As a refresher, the DOJ’s antitrust lawsuit focuses on five major aspects of the iPhone experience: super apps, cloud streaming games, third-party messaging apps, third-party smartwatches, and third-party digital wallets. In today’s filing, Apple says the DOJ “fundamentally misunderstands” those five things.
Apple outlines:
- DOJ says Apple stifles the success of “super apps,” despite the fact that Apple’s rules allow and support such apps, and indeed a multitude of “super apps” exist on the App Store today.
- DOJ says Apple blocks cloud streaming games, even though Apple allows streaming games both over the web and in the App Store where they can stream games directly to users.
- DOJ says Apple degrades third-party messaging apps, even though they are widely available and enormously popular on iPhone already.
- DOJ says Apple limits the functionality of third-party smartwatches, even though they can effectively pair with iPhone, share data to and from the iPhone via a companion app, and take advantage of certain functionalities Apple has developed, which are expanding over time.
- DOJ says Apple withholds access to iPhone hardware necessary for third-party digital wallets to use tap-to-pay technology; however, Apple developed and provides a mechanism that protects user security.
One part of Apple’s defense that seems mostly proven already is that this industry moves fast and the competitive landscape is always changing.

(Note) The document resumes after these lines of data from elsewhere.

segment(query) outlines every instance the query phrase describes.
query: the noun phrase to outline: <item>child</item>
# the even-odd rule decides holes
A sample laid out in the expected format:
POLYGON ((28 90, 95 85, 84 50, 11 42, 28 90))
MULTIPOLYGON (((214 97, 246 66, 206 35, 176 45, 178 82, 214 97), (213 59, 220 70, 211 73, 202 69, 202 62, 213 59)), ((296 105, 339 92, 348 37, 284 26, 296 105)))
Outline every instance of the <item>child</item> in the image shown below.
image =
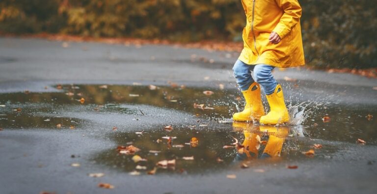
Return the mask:
POLYGON ((259 120, 261 123, 288 122, 289 115, 283 90, 271 74, 275 67, 305 64, 297 0, 242 0, 246 17, 243 28, 243 49, 233 71, 246 101, 244 110, 233 120, 259 120), (253 72, 254 79, 251 71, 253 72), (261 88, 266 95, 270 111, 265 115, 261 88))

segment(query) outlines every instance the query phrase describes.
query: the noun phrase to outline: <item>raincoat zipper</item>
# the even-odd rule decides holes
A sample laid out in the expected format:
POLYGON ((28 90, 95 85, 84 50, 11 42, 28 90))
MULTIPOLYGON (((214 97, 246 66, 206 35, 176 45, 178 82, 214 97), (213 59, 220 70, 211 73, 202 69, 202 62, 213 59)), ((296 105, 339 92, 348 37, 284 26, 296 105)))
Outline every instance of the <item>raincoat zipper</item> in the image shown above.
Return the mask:
POLYGON ((253 19, 251 20, 251 32, 253 33, 253 38, 254 38, 254 48, 258 54, 258 57, 259 58, 259 52, 257 49, 257 40, 255 38, 255 33, 254 33, 254 8, 255 7, 255 0, 253 0, 253 19))

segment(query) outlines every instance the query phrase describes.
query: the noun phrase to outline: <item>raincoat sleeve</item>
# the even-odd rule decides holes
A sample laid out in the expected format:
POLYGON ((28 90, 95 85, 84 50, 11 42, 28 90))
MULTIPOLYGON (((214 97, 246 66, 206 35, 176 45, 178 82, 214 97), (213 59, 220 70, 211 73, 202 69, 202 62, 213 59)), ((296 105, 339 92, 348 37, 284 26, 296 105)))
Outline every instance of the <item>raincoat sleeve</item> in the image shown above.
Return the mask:
POLYGON ((277 5, 284 12, 273 31, 281 39, 284 38, 300 21, 301 8, 297 0, 275 0, 277 5))

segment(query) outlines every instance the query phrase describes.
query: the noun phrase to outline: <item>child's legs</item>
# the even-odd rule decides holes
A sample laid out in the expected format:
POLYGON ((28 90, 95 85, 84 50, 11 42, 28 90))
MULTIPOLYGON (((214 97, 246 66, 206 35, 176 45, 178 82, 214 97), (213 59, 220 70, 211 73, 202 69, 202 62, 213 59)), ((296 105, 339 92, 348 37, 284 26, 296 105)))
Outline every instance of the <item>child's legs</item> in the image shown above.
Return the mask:
POLYGON ((277 85, 271 72, 274 67, 266 64, 258 64, 255 66, 254 78, 255 81, 259 84, 266 95, 273 93, 277 85))
POLYGON ((248 90, 250 85, 254 82, 250 73, 250 71, 252 70, 254 66, 254 65, 245 64, 239 60, 234 64, 233 75, 236 77, 237 84, 242 91, 248 90))

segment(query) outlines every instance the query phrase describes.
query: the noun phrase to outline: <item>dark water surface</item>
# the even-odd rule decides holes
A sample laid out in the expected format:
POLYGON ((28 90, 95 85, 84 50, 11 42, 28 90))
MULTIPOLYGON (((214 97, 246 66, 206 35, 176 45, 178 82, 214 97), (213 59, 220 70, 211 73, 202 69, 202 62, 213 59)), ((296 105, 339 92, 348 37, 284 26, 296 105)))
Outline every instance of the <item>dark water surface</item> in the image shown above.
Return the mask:
POLYGON ((291 112, 299 112, 296 114, 296 121, 293 121, 295 123, 280 126, 223 123, 219 121, 229 121, 237 111, 236 105, 243 106, 239 92, 216 89, 213 90, 214 94, 206 95, 203 89, 172 85, 154 90, 145 86, 64 85, 62 92, 0 94, 0 127, 3 130, 102 131, 101 135, 115 145, 132 145, 139 148, 135 154, 147 160, 135 163, 132 159, 135 155, 120 153, 116 146, 93 153, 90 162, 124 172, 134 170, 136 165, 145 166, 146 170, 150 170, 159 161, 175 159, 175 165, 160 168, 159 171, 210 172, 239 168, 242 163, 253 166, 261 163, 325 160, 349 146, 377 145, 377 119, 367 118, 368 115, 377 117, 376 107, 335 105, 325 101, 303 103, 289 99, 291 112), (84 99, 82 103, 80 101, 81 98, 84 99), (204 104, 204 109, 194 108, 194 103, 204 104), (137 105, 162 109, 149 113, 148 109, 135 108, 137 105), (304 108, 303 115, 300 115, 299 111, 304 108), (179 111, 169 115, 163 110, 179 111), (109 121, 119 116, 134 117, 135 121, 148 116, 166 121, 164 125, 138 126, 128 125, 130 121, 125 120, 121 128, 112 130, 111 123, 97 124, 86 119, 89 116, 109 121), (329 121, 324 122, 324 117, 329 117, 329 121), (172 119, 170 122, 171 117, 180 119, 172 119), (172 130, 164 128, 170 124, 172 130), (168 143, 164 137, 176 138, 168 143), (242 146, 223 148, 233 146, 233 137, 244 149, 242 146), (190 143, 193 138, 198 140, 197 144, 190 143), (366 145, 357 144, 358 139, 366 141, 366 145), (323 147, 314 149, 314 144, 323 147), (314 157, 303 154, 311 149, 315 151, 314 157), (192 156, 192 160, 184 159, 192 156))

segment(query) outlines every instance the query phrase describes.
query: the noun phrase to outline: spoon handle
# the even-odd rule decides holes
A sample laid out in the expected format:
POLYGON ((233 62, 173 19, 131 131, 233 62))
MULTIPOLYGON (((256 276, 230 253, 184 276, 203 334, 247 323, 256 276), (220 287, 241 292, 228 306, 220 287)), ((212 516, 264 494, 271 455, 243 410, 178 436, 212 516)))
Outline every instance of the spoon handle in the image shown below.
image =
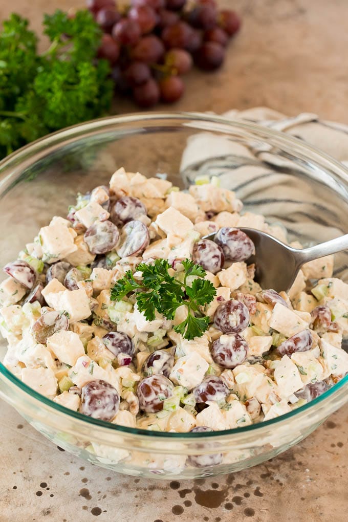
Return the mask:
POLYGON ((337 254, 344 250, 348 250, 348 234, 330 239, 329 241, 321 243, 315 246, 303 248, 298 251, 299 260, 303 264, 308 261, 313 261, 313 259, 319 259, 330 254, 337 254))

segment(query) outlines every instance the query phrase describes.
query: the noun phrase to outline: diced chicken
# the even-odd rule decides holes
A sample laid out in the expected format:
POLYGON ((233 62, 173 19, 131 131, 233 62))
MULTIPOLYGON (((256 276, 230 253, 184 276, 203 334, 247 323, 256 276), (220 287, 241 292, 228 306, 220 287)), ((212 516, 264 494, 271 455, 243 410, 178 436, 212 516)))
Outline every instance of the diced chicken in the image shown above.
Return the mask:
POLYGON ((170 379, 189 390, 201 383, 209 365, 198 353, 193 352, 181 357, 174 365, 170 379))
POLYGON ((87 244, 83 240, 83 235, 78 235, 74 239, 74 242, 77 250, 67 256, 65 261, 67 261, 74 266, 83 266, 94 261, 95 255, 90 252, 87 244))
POLYGON ((109 290, 111 284, 111 270, 106 268, 93 268, 90 279, 92 279, 93 295, 100 293, 102 290, 109 290))
POLYGON ((197 426, 207 426, 212 430, 225 430, 226 420, 216 402, 208 401, 208 408, 198 413, 196 417, 197 426))
POLYGON ((77 394, 69 393, 68 392, 63 392, 60 395, 57 395, 53 399, 55 402, 60 404, 62 406, 68 408, 70 410, 78 411, 80 407, 81 400, 77 394))
POLYGON ((25 384, 46 397, 52 397, 57 393, 58 383, 51 368, 23 368, 21 378, 25 384))
POLYGON ((305 288, 306 278, 302 270, 299 270, 295 281, 292 283, 291 288, 287 292, 290 300, 292 301, 295 298, 295 296, 300 292, 302 292, 305 288))
POLYGON ((85 355, 83 345, 77 334, 60 330, 47 340, 47 347, 61 362, 70 366, 76 364, 79 357, 85 355))
POLYGON ((348 353, 342 348, 333 346, 322 339, 320 349, 325 366, 331 375, 343 377, 348 372, 348 353))
POLYGON ((225 429, 232 429, 251 424, 251 419, 244 404, 240 402, 235 395, 230 395, 222 410, 225 418, 225 429))
POLYGON ((222 228, 223 227, 231 227, 231 228, 235 228, 237 227, 238 222, 241 216, 237 212, 232 213, 231 212, 219 212, 218 214, 214 216, 212 220, 216 224, 218 229, 222 228))
POLYGON ((95 201, 90 201, 75 212, 75 216, 86 228, 89 228, 95 221, 105 221, 110 213, 95 201))
POLYGON ((306 352, 295 352, 291 355, 291 360, 297 366, 304 385, 322 381, 323 372, 318 360, 317 350, 318 348, 306 352))
POLYGON ((274 370, 274 381, 280 396, 286 398, 303 387, 298 369, 287 355, 283 355, 274 370))
POLYGON ((333 270, 333 256, 326 256, 304 265, 301 269, 307 279, 320 279, 332 277, 333 270))
POLYGON ((179 238, 186 237, 194 228, 192 221, 173 207, 159 214, 155 222, 166 234, 173 234, 179 238))
POLYGON ((77 247, 74 240, 76 235, 75 230, 63 223, 43 227, 39 234, 42 247, 42 260, 53 263, 75 252, 77 247))
POLYGON ((0 284, 0 304, 7 306, 18 303, 27 291, 27 289, 13 278, 7 277, 0 284))
POLYGON ((168 431, 174 430, 177 433, 183 433, 189 431, 195 426, 196 419, 193 415, 183 408, 178 408, 169 417, 166 429, 168 431))
POLYGON ((281 303, 276 303, 272 311, 269 324, 271 328, 286 337, 291 337, 308 327, 307 322, 304 321, 295 312, 289 310, 281 303))
POLYGON ((171 192, 167 196, 165 203, 167 207, 175 208, 193 222, 198 213, 198 206, 195 198, 187 192, 171 192))
POLYGON ((217 275, 222 286, 228 287, 233 292, 246 281, 246 264, 245 263, 234 263, 228 268, 223 268, 217 275))
POLYGON ((254 335, 250 337, 248 341, 249 349, 248 357, 254 355, 255 357, 261 357, 263 353, 268 352, 272 346, 273 338, 272 336, 254 335))

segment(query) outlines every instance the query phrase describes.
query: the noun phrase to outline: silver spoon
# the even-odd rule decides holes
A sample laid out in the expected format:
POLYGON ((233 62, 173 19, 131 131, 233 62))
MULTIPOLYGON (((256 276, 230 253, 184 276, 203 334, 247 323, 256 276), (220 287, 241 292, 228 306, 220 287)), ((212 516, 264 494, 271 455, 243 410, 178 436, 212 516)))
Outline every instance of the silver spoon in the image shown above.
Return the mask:
MULTIPOLYGON (((255 245, 256 254, 247 260, 256 265, 255 280, 263 289, 287 291, 303 265, 330 254, 348 250, 348 234, 309 248, 293 248, 266 232, 239 228, 255 245)), ((214 239, 215 233, 203 239, 214 239)))

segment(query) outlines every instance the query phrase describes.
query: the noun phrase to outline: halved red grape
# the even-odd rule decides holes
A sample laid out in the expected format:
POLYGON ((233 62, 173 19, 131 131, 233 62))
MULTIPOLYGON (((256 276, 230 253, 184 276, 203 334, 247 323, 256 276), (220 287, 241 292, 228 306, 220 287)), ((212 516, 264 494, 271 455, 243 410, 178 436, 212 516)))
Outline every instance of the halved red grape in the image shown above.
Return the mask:
POLYGON ((219 14, 219 25, 229 36, 233 36, 241 27, 241 19, 234 11, 223 9, 219 14))
POLYGON ((165 49, 162 41, 154 34, 143 37, 131 50, 132 60, 154 64, 163 56, 165 49))
POLYGON ((313 338, 310 330, 302 330, 289 337, 278 346, 277 350, 281 355, 289 357, 295 352, 306 352, 310 350, 313 338))
POLYGON ((237 301, 245 305, 250 315, 254 315, 256 313, 256 298, 255 295, 243 293, 243 292, 237 292, 235 298, 237 301))
POLYGON ((309 383, 302 389, 295 392, 295 395, 299 399, 304 399, 309 402, 322 395, 329 387, 325 381, 318 381, 316 383, 309 383))
POLYGON ((99 58, 104 58, 112 65, 117 61, 119 56, 119 45, 110 34, 103 34, 98 56, 99 58))
POLYGON ((187 21, 199 29, 211 29, 218 20, 218 11, 211 4, 201 4, 194 7, 187 15, 187 21))
POLYGON ((217 375, 207 375, 193 390, 196 402, 219 401, 225 399, 230 390, 221 377, 217 375))
POLYGON ((120 353, 125 353, 131 357, 134 355, 132 340, 123 331, 109 331, 102 338, 102 340, 115 357, 120 353))
POLYGON ((171 49, 164 60, 165 65, 170 67, 174 74, 185 74, 192 67, 192 57, 184 49, 171 49))
POLYGON ((249 310, 245 304, 231 299, 219 305, 214 314, 214 324, 224 334, 238 333, 247 327, 249 317, 249 310))
POLYGON ((325 305, 316 306, 312 310, 311 324, 314 330, 321 334, 325 334, 331 324, 331 311, 325 305))
POLYGON ((113 38, 121 45, 134 45, 141 34, 139 24, 129 18, 122 18, 112 28, 113 38))
POLYGON ((22 259, 7 263, 3 269, 17 283, 29 290, 31 290, 38 279, 38 274, 34 268, 22 259))
POLYGON ((108 421, 115 417, 119 406, 117 390, 105 381, 97 379, 82 386, 80 413, 108 421))
POLYGON ((222 249, 209 239, 201 239, 195 243, 192 259, 212 274, 219 272, 225 262, 222 249))
POLYGON ((214 241, 223 250, 226 261, 245 261, 255 252, 253 241, 239 229, 223 227, 214 241))
POLYGON ((55 310, 46 312, 35 322, 31 331, 37 342, 45 345, 49 337, 59 330, 67 330, 69 321, 66 316, 55 310))
POLYGON ((235 368, 245 360, 248 345, 239 334, 222 335, 214 341, 211 357, 214 362, 223 368, 235 368))
POLYGON ((131 87, 142 85, 150 79, 151 76, 150 67, 147 64, 142 62, 132 62, 125 69, 124 74, 131 87))
POLYGON ((77 286, 78 281, 82 281, 84 279, 81 272, 78 268, 74 267, 69 270, 66 275, 63 284, 69 290, 78 290, 79 289, 77 286))
POLYGON ((141 221, 128 221, 122 228, 116 252, 120 257, 142 253, 150 243, 147 227, 141 221))
POLYGON ((149 5, 131 7, 128 11, 128 16, 129 19, 133 20, 138 23, 143 34, 152 31, 157 22, 155 11, 149 5))
POLYGON ((160 99, 160 88, 152 78, 133 89, 134 100, 140 107, 152 107, 160 99))
MULTIPOLYGON (((196 426, 190 430, 191 433, 203 433, 207 432, 214 431, 208 426, 196 426)), ((199 445, 200 447, 200 445, 199 445)), ((204 447, 201 445, 201 447, 204 447)), ((190 455, 187 457, 187 465, 193 466, 195 468, 203 468, 208 466, 217 466, 222 462, 223 455, 222 453, 215 453, 213 455, 190 455)))
POLYGON ((46 282, 49 283, 52 279, 58 279, 63 284, 65 276, 73 268, 73 265, 66 261, 58 261, 54 263, 46 273, 46 282))
POLYGON ((166 103, 177 101, 184 94, 185 86, 178 76, 168 76, 159 82, 161 99, 166 103))
POLYGON ((273 306, 277 304, 277 303, 280 303, 281 304, 289 308, 289 305, 285 299, 283 299, 278 292, 272 290, 272 288, 259 292, 256 294, 256 297, 258 301, 261 303, 267 303, 267 304, 271 304, 273 306))
POLYGON ((140 199, 132 196, 124 196, 117 199, 112 207, 110 220, 118 227, 122 227, 128 221, 136 220, 140 216, 146 216, 147 213, 146 207, 140 199))
POLYGON ((41 281, 38 281, 23 301, 23 304, 25 304, 26 303, 34 303, 35 301, 38 301, 41 306, 43 306, 45 302, 43 296, 41 294, 43 289, 44 286, 41 281))
POLYGON ((172 381, 160 374, 143 379, 137 388, 140 409, 149 413, 161 411, 163 401, 173 396, 173 389, 172 381))
POLYGON ((174 356, 164 350, 157 350, 146 360, 142 371, 146 373, 151 369, 151 375, 161 374, 165 377, 169 374, 174 364, 174 356))
POLYGON ((86 0, 86 4, 87 9, 94 14, 104 7, 116 8, 114 0, 86 0))
POLYGON ((116 246, 119 232, 111 221, 95 221, 83 237, 92 254, 106 254, 116 246))
POLYGON ((215 42, 223 47, 226 47, 229 43, 229 37, 226 33, 220 27, 213 27, 206 31, 203 39, 205 42, 215 42))
POLYGON ((169 49, 176 47, 187 49, 193 33, 194 30, 188 23, 179 21, 164 28, 162 32, 162 39, 169 49))
POLYGON ((105 32, 111 33, 112 28, 121 19, 120 14, 114 9, 104 7, 97 14, 95 20, 105 32))

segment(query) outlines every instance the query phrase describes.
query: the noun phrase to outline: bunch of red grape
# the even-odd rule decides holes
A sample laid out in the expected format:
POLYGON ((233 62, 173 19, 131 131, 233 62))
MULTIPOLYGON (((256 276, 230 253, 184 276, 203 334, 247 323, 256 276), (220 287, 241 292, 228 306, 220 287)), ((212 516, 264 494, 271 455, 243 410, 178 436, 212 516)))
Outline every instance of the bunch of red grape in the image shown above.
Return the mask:
POLYGON ((116 90, 142 107, 178 100, 181 76, 194 63, 205 70, 220 67, 241 25, 234 11, 219 11, 215 0, 130 2, 121 10, 115 0, 87 0, 104 31, 98 56, 110 62, 116 90))

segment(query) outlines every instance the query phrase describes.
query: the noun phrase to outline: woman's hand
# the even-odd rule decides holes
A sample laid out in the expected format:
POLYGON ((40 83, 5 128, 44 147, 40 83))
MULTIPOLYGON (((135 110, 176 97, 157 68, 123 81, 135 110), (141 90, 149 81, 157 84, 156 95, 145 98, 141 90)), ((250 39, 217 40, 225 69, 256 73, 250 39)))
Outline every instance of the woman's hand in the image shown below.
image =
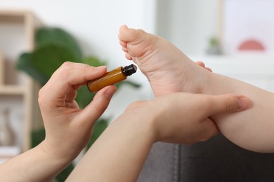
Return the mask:
POLYGON ((180 92, 135 102, 124 115, 134 115, 140 125, 149 126, 154 133, 154 141, 189 145, 218 133, 211 115, 241 111, 250 106, 251 101, 243 96, 180 92))
POLYGON ((116 88, 102 89, 84 109, 74 100, 77 90, 105 72, 105 66, 65 62, 41 89, 39 104, 46 129, 44 150, 72 160, 86 145, 94 122, 107 108, 116 88))

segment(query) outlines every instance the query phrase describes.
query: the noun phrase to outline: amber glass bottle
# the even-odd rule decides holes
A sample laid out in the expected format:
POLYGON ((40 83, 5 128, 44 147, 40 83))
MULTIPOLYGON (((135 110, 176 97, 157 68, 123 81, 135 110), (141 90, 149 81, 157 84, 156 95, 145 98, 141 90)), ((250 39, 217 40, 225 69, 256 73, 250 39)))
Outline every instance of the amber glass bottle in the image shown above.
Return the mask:
POLYGON ((117 68, 95 80, 87 82, 89 91, 96 92, 107 85, 112 85, 126 79, 137 71, 137 66, 133 64, 124 67, 117 68))

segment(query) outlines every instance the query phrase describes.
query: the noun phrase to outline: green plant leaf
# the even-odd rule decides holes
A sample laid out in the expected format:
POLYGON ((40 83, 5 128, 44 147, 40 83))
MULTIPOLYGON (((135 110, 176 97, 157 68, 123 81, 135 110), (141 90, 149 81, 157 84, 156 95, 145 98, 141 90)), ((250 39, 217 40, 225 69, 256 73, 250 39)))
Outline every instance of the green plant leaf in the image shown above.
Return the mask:
MULTIPOLYGON (((81 48, 74 38, 66 31, 58 27, 41 27, 36 33, 37 48, 48 44, 59 45, 66 48, 75 56, 77 59, 83 57, 81 48)), ((75 59, 76 60, 76 59, 75 59)))
POLYGON ((44 83, 48 81, 48 77, 43 74, 41 72, 39 71, 36 67, 32 64, 31 54, 30 53, 23 53, 22 54, 17 62, 17 69, 21 71, 26 72, 32 78, 35 78, 37 80, 39 81, 41 85, 44 85, 44 83))
POLYGON ((96 57, 88 57, 83 59, 82 62, 94 67, 107 65, 105 62, 100 60, 96 57))
POLYGON ((22 54, 17 66, 44 85, 62 64, 65 61, 75 62, 76 59, 75 55, 67 48, 48 44, 31 54, 22 54))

I’d say three of the DOJ’s five main arguments are already stale: Apple has since opened up cloud gaming; third-party messaging apps can now be set as default; and tap-to-pay has been opened up. And I think the other two points, on “super apps” and third-party connected devices like watches, are nonsense. Especially the “super apps” thing.
Miller, of course, embeds Apple’s full response at the bottom of his post. The argument is worth a read — it’s very cogently and plainly written.